2. Dezember 2019
Einfache Sprache

Beratungsfall des Monats: Nach Schlaganfall zurück in die alte Wohnung?!

Die meisten Menschen möchten im Alter und bei Pflegebedürftigkeit möglichst lange zu Hause bleiben. Daher bietet der Sozialverband VdK Baden-Württemberg seit 2018 eine flächendeckende Wohnberatung für seine Mitglieder an. Wir hatten schon mehrfach darüber berichtet.

VdK-Wohnberaterin Ulrike Werner. | © privat

Kürzlich rief Frau S. verzweifelt bei der VdK-Wohnberatungsstelle an. Ihr Mann soll nach seinem Schlaganfall, in drei Wochen aus der Reha entlassen werden.

Bisher kann er nur wenige Schritte am Rollator gehen. An Treppensteigen ist gar nicht zu denken. Frau S. klagt: „Bad und Schlafzimmer sind bei uns im ersten Stock oben nur mit einer Wendeltreppe zu erreichen. Das geht doch nicht!“

Die hauptamtliche VdK-Wohnberaterin Ulrike Werner beruhigt sie. Sie fragt, ob eine Wohnberatung zu Hause bei Familie S. möglich wäre.
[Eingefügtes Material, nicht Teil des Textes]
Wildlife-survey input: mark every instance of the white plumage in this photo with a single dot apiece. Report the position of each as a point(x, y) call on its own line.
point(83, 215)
Einer der örtlichen ehrenamtlichen VdK-Wohnberater könnte nachschauen, was Herr S. persönlich benötigt. Und wie das Reihenhaus genau angepasst werden könnte. So könnte sich der Ehemann trotz Schlaganfall weitgehend selbstständig dort bewegen.

Erstes Gespräch


Frau S. möchte eine Wohnberatung zu Hause. Daher führt Beraterin Werner zunächst ein Erstgespräch durch. Und sie klärt folgende Dinge ab:

• Hat Herr S. Gehhilfen? Wie beweglich ist Herr S.? Geht das Aufstehen aus dem Bett, aus dem Sessel, vom Toilettensitz?
• Wo genau hat Herr S. Unterstützung nötig? Welche Einschränkungen liegen vor?
• Wohnt Familie S. im Eigenheim oder zur Miete?
• Ist ein Pflegegrad beantragt oder schon festgestellt?
• Gibt es Unterstützung durch Familie, Nachbarn oder Freunde?
• Zudem werden alle wichtigen Daten wie Geburtstage, Adresse, Telefon, E-Mail aufgenommen.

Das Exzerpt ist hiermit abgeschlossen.